If, however, the mass of ink to be discharged is decreased, a discharge failure tends to occur due to an increase in viscosity of ink and its solidification described above, and the lading accuracy tends to deteriorate because of small kinetic energy and the like. In order to satisfy both the demands for high speed printing and high resolution printing while solving these problems, different printing operations are performed in accordance with different printing modes to achieve the respective purposes.
For example, the printing mode for plain paper on which document data such as a text is to be mainly printed is set to a high speed mode giving priority to printing speed, and the printing mode for glossy paper on which image data such as a photo is to be printed is set to a high resolution mode. In the high speed mode, printing in each printing area is completed by one scanning operation. In the high resolution mode, a method of performing control to realize multi-pass printing is known, in which data to be printed by one scanning operation is decimated, and printing in each printing area is completed by a plurality of scanning operations (for example, Japanese Patent Laid-Open No. 08-290562). The method of performing multi-pass printing while decimating print data in accordance with the printing mode is easier to control than the method of changing the scanning speed, and hence is generally used.
In order to further improve the printing quality, however, it is insufficient to simply perform multi-pass printing. It is also necessary to decrease the scanning speed. Consider a case in which the scanning speed is decreased.
Decreasing the speed of a carriage will increase the intervals at which preliminary discharge can be executed. This method is therefore difficult to apply to an inkjet printing apparatus which uses pigment ink. This is because, in the printing apparatus using pigment ink, preliminary discharge is performed only at the cap near the home position as described above, but the shortest time during which preliminary discharge can be executed cannot be set to be less than the time required for the printhead to reciprocate once.
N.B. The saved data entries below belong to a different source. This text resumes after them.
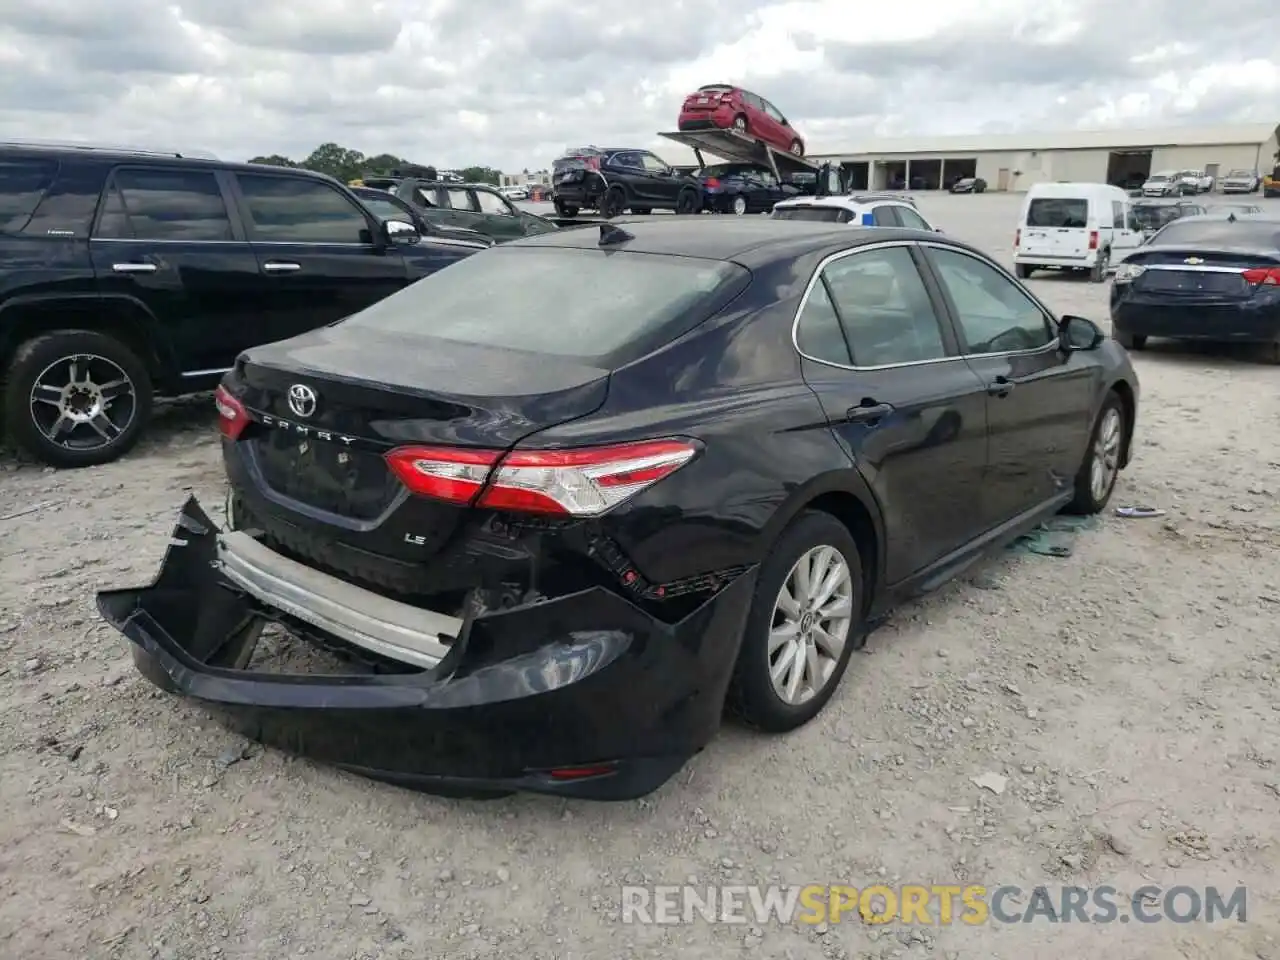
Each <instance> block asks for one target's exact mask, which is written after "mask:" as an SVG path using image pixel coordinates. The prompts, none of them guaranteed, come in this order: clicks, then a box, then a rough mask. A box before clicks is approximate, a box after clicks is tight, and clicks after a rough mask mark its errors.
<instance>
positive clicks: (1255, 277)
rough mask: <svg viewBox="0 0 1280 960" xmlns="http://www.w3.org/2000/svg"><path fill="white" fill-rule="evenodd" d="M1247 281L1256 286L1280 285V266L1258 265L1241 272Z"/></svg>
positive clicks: (1240, 274)
mask: <svg viewBox="0 0 1280 960" xmlns="http://www.w3.org/2000/svg"><path fill="white" fill-rule="evenodd" d="M1240 276H1243V278H1244V282H1245V283H1252V284H1253V285H1254V287H1257V285H1258V284H1265V285H1267V287H1280V266H1256V268H1253V269H1252V270H1245V271H1244V273H1242V274H1240Z"/></svg>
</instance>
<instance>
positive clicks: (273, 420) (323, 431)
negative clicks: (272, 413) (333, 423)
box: [261, 413, 356, 447]
mask: <svg viewBox="0 0 1280 960" xmlns="http://www.w3.org/2000/svg"><path fill="white" fill-rule="evenodd" d="M261 417H262V425H264V426H274V428H275V429H278V430H291V431H292V433H296V434H298V435H300V436H315V438H316V439H317V440H328V442H337V443H340V444H344V445H347V447H349V445H351V444H353V443H355V442H356V438H355V436H347V435H344V434H335V433H332V431H329V430H316V429H315V428H314V426H303V425H302V424H291V422H289V421H288V420H282V419H280V417H274V416H271V415H270V413H262V415H261Z"/></svg>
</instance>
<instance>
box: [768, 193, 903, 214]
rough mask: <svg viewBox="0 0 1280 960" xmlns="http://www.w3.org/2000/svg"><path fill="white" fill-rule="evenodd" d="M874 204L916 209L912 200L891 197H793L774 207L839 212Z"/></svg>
mask: <svg viewBox="0 0 1280 960" xmlns="http://www.w3.org/2000/svg"><path fill="white" fill-rule="evenodd" d="M873 204H901V205H902V206H909V207H913V209H914V207H915V204H913V202H911V201H910V200H904V198H902V197H891V196H883V197H878V196H874V195H873V196H849V197H846V196H826V197H791V198H788V200H780V201H778V202H777V204H774V206H782V207H787V209H791V207H797V206H801V207H803V206H833V207H836V209H838V210H855V211H858V210H861V209H863V207H865V206H872V205H873Z"/></svg>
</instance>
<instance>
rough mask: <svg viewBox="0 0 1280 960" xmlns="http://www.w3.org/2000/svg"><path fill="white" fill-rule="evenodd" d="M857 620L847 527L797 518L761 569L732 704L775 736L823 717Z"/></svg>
mask: <svg viewBox="0 0 1280 960" xmlns="http://www.w3.org/2000/svg"><path fill="white" fill-rule="evenodd" d="M861 618H863V566H861V557H860V554H859V552H858V544H856V543H855V541H854V538H852V535H851V534H850V532H849V529H847V527H846V526H845V525H844V524H841V522H840V521H838V520H836V518H835V517H833V516H831V515H829V513H820V512H817V511H813V512H806V513H801V515H800V517H799V518H797V520H795V521H794V522H792V524H791V526H790V527H787V530H786V531H785V532H783V534H782V536H781V538H780V539H778V541H777V544H776V545H774V547H773V549H772V550H771V553H769V556H768V557H767V558H765V561H764V563H763V564H760V575H759V580H758V581H756V586H755V596H754V599H753V600H751V609H750V612H749V613H748V618H746V628H745V632H744V636H742V645H741V648H740V650H739V658H737V663H736V664H735V667H733V678H732V681H731V685H730V705H731V708H732V710H733V712H735V713H736V714H737V716H739V717H741V719H742V721H744V722H746V723H748V724H750V726H753V727H758V728H760V730H765V731H769V732H773V733H781V732H786V731H788V730H795V728H796V727H800V726H803V724H804V723H808V722H809V721H810V719H813V718H814V717H817V716H818V713H820V712H822V708H823V707H826V704H827V701H828V700H829V699H831V696H832V694H833V692H835V691H836V686H838V684H840V678H841V677H842V676H844V673H845V668H846V667H847V666H849V657H850V654H851V653H852V649H854V646H855V645H856V643H858V639H859V632H860V628H861Z"/></svg>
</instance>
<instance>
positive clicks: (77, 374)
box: [4, 330, 152, 467]
mask: <svg viewBox="0 0 1280 960" xmlns="http://www.w3.org/2000/svg"><path fill="white" fill-rule="evenodd" d="M32 396H36V397H37V399H36V402H32ZM40 397H45V398H47V399H44V401H41V399H40ZM151 402H152V397H151V378H150V375H148V374H147V369H146V365H145V364H143V362H142V361H141V360H140V358H138V357H137V355H136V353H134V352H133V351H132V349H129V348H128V347H125V346H124V344H123V343H120V342H119V340H118V339H115V338H114V337H109V335H106V334H101V333H96V332H92V330H55V332H54V333H47V334H44V335H41V337H36V338H35V339H31V340H27V342H26V343H23V344H22V346H20V347H18V351H17V353H15V355H14V358H13V362H10V365H9V370H8V371H6V374H5V384H4V425H5V431H6V433H8V434H9V436H10V439H12V440H13V442H14V443H15V444H17V445H18V447H19V448H22V449H23V451H26V452H27V453H29V454H31V456H32V457H36V458H37V460H40V461H42V462H45V463H49V465H51V466H55V467H88V466H96V465H99V463H109V462H110V461H113V460H116V458H118V457H120V456H123V454H124V453H127V452H128V451H129V449H132V447H133V445H134V444H136V443H137V442H138V438H140V436H141V435H142V430H143V429H145V428H146V425H147V422H148V421H150V420H151ZM95 410H96V411H97V412H96V415H95V416H93V419H92V421H91V420H88V419H84V420H81V421H79V422H77V424H76V425H74V426H73V428H72V431H70V433H69V434H64V433H59V434H58V435H59V436H63V438H65V439H64V442H59V440H56V439H52V438H51V435H54V428H55V426H58V425H59V422H60V421H61V420H63V419H64V415H65V413H67V412H72V413H74V415H76V416H82V417H83V416H87V415H90V413H93V411H95ZM95 424H96V426H95ZM104 433H105V434H106V435H104ZM68 444H72V445H68Z"/></svg>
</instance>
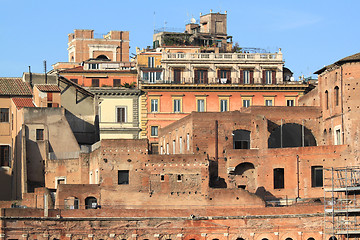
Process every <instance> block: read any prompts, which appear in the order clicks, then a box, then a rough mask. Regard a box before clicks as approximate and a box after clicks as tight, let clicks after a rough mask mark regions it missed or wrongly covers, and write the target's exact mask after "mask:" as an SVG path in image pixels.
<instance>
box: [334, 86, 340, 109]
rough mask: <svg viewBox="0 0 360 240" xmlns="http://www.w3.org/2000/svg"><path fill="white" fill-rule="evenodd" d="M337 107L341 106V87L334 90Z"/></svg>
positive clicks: (335, 100)
mask: <svg viewBox="0 0 360 240" xmlns="http://www.w3.org/2000/svg"><path fill="white" fill-rule="evenodd" d="M334 98H335V106H339V87H338V86H336V87H335V88H334Z"/></svg>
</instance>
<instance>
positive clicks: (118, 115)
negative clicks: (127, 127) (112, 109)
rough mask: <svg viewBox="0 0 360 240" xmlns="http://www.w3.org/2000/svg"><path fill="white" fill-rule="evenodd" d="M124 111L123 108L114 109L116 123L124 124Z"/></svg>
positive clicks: (124, 116)
mask: <svg viewBox="0 0 360 240" xmlns="http://www.w3.org/2000/svg"><path fill="white" fill-rule="evenodd" d="M125 110H126V109H125V108H124V107H118V108H116V122H118V123H124V122H126V111H125Z"/></svg>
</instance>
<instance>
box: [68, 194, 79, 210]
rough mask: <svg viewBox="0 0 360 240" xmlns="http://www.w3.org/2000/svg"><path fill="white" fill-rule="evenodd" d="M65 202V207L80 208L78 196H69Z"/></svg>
mask: <svg viewBox="0 0 360 240" xmlns="http://www.w3.org/2000/svg"><path fill="white" fill-rule="evenodd" d="M64 202H65V209H79V199H78V198H77V197H69V198H67V199H65V200H64Z"/></svg>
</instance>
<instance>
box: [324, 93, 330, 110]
mask: <svg viewBox="0 0 360 240" xmlns="http://www.w3.org/2000/svg"><path fill="white" fill-rule="evenodd" d="M325 107H326V109H329V92H328V91H327V90H326V91H325Z"/></svg>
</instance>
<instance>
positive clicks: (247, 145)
mask: <svg viewBox="0 0 360 240" xmlns="http://www.w3.org/2000/svg"><path fill="white" fill-rule="evenodd" d="M250 134H251V132H250V131H248V130H244V129H237V130H234V131H233V132H232V135H233V148H234V149H250ZM308 146H316V140H315V137H314V135H313V134H312V133H311V130H309V129H308V128H306V127H305V126H304V125H300V124H297V123H286V124H282V125H280V126H278V127H277V128H275V129H274V130H273V131H272V132H271V134H270V137H269V138H268V148H290V147H308Z"/></svg>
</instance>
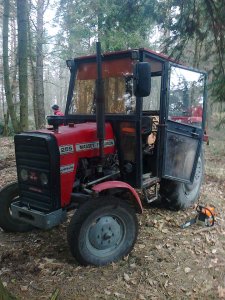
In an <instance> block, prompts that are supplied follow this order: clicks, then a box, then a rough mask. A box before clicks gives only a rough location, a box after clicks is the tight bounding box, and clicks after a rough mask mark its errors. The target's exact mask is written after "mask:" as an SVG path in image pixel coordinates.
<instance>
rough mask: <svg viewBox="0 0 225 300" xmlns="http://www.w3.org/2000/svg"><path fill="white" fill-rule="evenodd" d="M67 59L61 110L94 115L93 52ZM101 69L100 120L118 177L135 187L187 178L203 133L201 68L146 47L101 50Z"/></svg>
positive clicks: (94, 65)
mask: <svg viewBox="0 0 225 300" xmlns="http://www.w3.org/2000/svg"><path fill="white" fill-rule="evenodd" d="M67 64H68V66H69V68H70V71H71V80H70V87H69V94H68V100H67V106H66V116H67V118H68V119H69V120H70V121H72V120H73V121H74V120H75V121H76V122H81V121H85V122H86V121H95V120H96V95H97V91H96V89H97V85H96V81H97V79H98V74H97V64H96V56H87V57H80V58H75V59H74V60H72V61H67ZM141 64H148V65H149V69H148V70H149V71H148V73H146V70H144V71H143V69H141V68H140V69H138V68H137V65H139V66H140V65H141ZM101 70H102V79H101V80H102V87H103V90H104V93H103V95H104V113H105V121H106V122H109V123H110V124H111V126H112V127H113V131H114V134H115V143H116V148H117V153H118V160H119V165H120V172H121V177H122V180H123V181H125V182H128V183H129V184H131V185H132V186H134V187H136V188H144V187H148V186H149V185H151V183H154V184H156V183H157V182H158V181H159V180H160V179H161V178H167V179H171V180H177V181H180V182H184V183H187V184H188V183H189V184H191V183H192V182H193V180H194V175H195V170H196V167H197V164H198V158H199V155H200V152H201V144H202V140H203V135H204V126H205V81H206V74H205V73H203V72H199V71H197V70H194V69H190V68H187V67H185V66H183V65H181V64H178V63H176V62H175V61H173V60H172V59H170V58H169V57H167V56H165V55H161V54H158V53H155V52H153V51H150V50H147V49H139V50H127V51H121V52H114V53H107V54H104V55H102V64H101ZM143 72H144V73H143ZM149 80H150V82H151V85H150V84H149ZM150 86H151V90H150ZM97 122H98V120H97Z"/></svg>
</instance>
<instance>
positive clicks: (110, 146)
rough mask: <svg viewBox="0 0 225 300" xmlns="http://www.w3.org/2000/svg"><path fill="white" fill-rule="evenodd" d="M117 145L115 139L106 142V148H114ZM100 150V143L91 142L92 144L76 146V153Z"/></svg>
mask: <svg viewBox="0 0 225 300" xmlns="http://www.w3.org/2000/svg"><path fill="white" fill-rule="evenodd" d="M114 145H115V142H114V140H113V139H108V140H104V148H106V147H113V146H114ZM98 148H99V142H98V141H96V142H91V143H82V144H76V151H77V152H80V151H86V150H92V149H98Z"/></svg>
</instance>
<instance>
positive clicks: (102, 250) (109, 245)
mask: <svg viewBox="0 0 225 300" xmlns="http://www.w3.org/2000/svg"><path fill="white" fill-rule="evenodd" d="M125 233H126V230H125V225H124V223H123V221H122V220H121V218H119V217H118V216H113V215H104V216H100V217H98V218H96V219H95V220H94V221H93V222H92V223H91V224H90V226H89V228H88V230H87V234H86V245H87V247H88V249H89V251H90V252H91V253H92V254H94V255H95V256H99V257H102V256H109V255H112V254H113V253H114V252H115V251H117V249H118V248H119V247H120V245H121V244H122V243H123V240H124V236H125Z"/></svg>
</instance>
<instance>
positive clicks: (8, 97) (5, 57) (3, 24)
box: [3, 0, 20, 132]
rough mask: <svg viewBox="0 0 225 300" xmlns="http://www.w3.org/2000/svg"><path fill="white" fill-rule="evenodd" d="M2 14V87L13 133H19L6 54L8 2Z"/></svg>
mask: <svg viewBox="0 0 225 300" xmlns="http://www.w3.org/2000/svg"><path fill="white" fill-rule="evenodd" d="M3 3H4V14H3V69H4V87H5V95H6V101H7V105H8V110H9V114H10V118H11V121H12V125H13V129H14V131H15V132H19V131H20V128H19V123H18V120H17V117H16V112H15V109H14V104H13V97H12V91H11V87H10V79H9V73H10V72H9V53H8V42H9V41H8V36H9V0H4V2H3Z"/></svg>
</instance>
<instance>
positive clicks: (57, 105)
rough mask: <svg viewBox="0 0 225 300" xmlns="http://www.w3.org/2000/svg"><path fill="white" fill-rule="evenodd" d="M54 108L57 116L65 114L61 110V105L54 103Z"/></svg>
mask: <svg viewBox="0 0 225 300" xmlns="http://www.w3.org/2000/svg"><path fill="white" fill-rule="evenodd" d="M52 110H53V113H54V115H55V116H64V113H63V112H61V110H60V109H59V106H58V105H57V104H53V105H52Z"/></svg>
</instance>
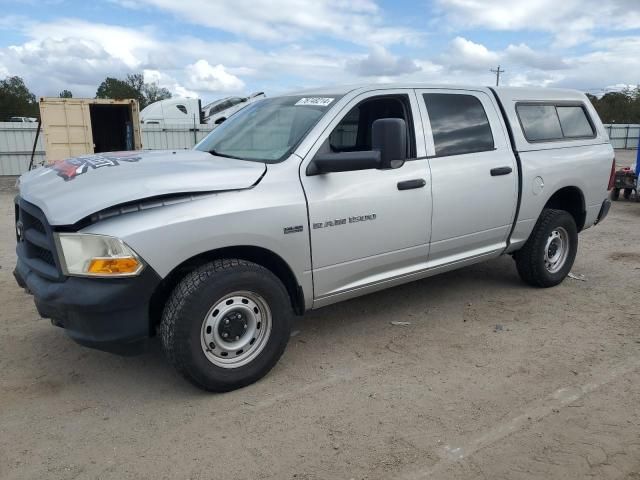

For example, in the normal printing mode, it takes 0.75 sec for the printhead to reciprocate once. If the preliminary discharge intervals required for the printhead are 3 sec, preliminary discharge is performed once per three reciprocations. Likewise, if the preliminary discharge intervals required for the printhead are 1.3 sec, preliminary discharge must be done every time the printhead reciprocates once.
In contrast to this, if the preliminary discharge intervals required for the printhead are 1.3 sec, the printhead needs to be scanned at a speed that allows the printhead to reciprocate once within 1.3 sec.
In the high resolution mode, if the scanning speed is decreased, the time required for the printhead to reciprocate once is prolonged, and may exceed the preliminary discharge intervals required for the printhead. Assume that it takes 0.75 sec for the printhead to reciprocate once in the normal printing mode, and the preliminary discharge intervals required for the printhead are 1.3 sec. In this case, if the scanning speed in the high resolution mode is decreased to ½ that in the normal printing mode, the time required for the carriage to reciprocate once is 1.5 sec, which is longer than the preliminary discharge intervals required for the printhead.
The prolongation of the shortest time during which preliminary discharge can be executed is also disadvantageous when a printhead which discharges ink droplets with a small mass is used. This is because, as described above, as the mass of ink droplets decreases, kinetic energy decreases, and ink which has increased in viscosity upon evaporation tends to adhere to the discharge surface, resulting in the need to shorten the preliminary discharge intervals.
As described above, as the scanning speed is decreased in performing high resolution printing, if the mass of ink droplets is small, it is difficult to execute preliminary discharge at intervals within necessary intervals.